Tantawi scrambles to meet with political forces before million-man demo
Head of the ruling military council in Egypt hastens to meet representatives of prominent parties and movements only hours before planned 'constitutional legitimacy' rally
, Sunday 27 Nov 2011
Egypt’s military ruler Field Marshal Hussein Tantawi (Photo:Reuters)
Only hours before planned mass protests in Cairo’s Tarhir Square against military rule, Field-Marshall Hussein Tantawi, head of Egypt’s ruling Supreme Council of the Armed Forces (SCAF), is scheduled to meet with representatives of the country’s various political forces in an attempt to resolve the current crisis.
The meeting, which comes only one day before parliamentary polls are set to begin, will be attended by presidential candidates Amr Moussa and Mohamed Selim El-Awa; legal expert Hossam Eissa; activist Mamdouh Hamza; Freedom and Justice Party head Mohamed Morsy; Wafd Party chief El-Sayed El-Badawy; Nour Party leader Emad Abdel Ghafour; prominent Wasat Party member Abu El-Ela Madi; Coptic billionaire and Free Egyptians Party founder Naguib Sawiris; and Sameh Ashour, Nasserist Party head and newly elected Lawyers Syndicate president.
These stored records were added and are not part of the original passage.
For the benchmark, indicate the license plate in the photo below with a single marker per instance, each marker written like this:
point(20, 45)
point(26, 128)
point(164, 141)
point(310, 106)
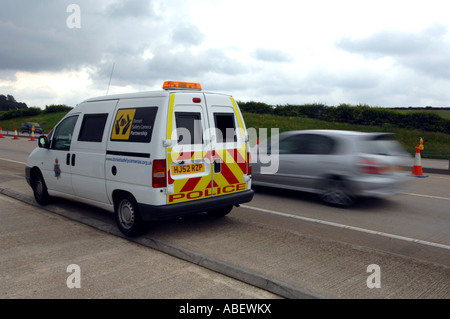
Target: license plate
point(188, 169)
However, a number of political figures announced earlier on Sunday that they would not attend the meeting, including presidential contenders Mohamed ElBaradei, Hamdeen Sabahi and Mohamed Abu El-Ghar. The liberal Adl Party, meanwhile, has announced that it, too, would skip the meeting, saying it had not received a formal invitation, which party officials attributed to the party’s decision to boycott a similar meeting with the SCAF last week.
The meeting comes only hours before a planned million-man protest in Tahrir Square and in public spaces across Egypt. Participants in today’s demonstration – dubbed “rally for revolutionary legitimacy” – will express their rejection of newly appointed Prime Minister Kamal El-Ganzoury, who was appointed to the premiership on Friday after his predecessor, Essam Sharaf, was relieved of the post following five days of violent clashes between security forces and anti-SCAF protesters that left at least 41 dead.
Protesters are calling for El-Ganzoury’s Cabinet to be replaced by a revolutionary government of “national salvation” made up of figures chosen by protesters themselves.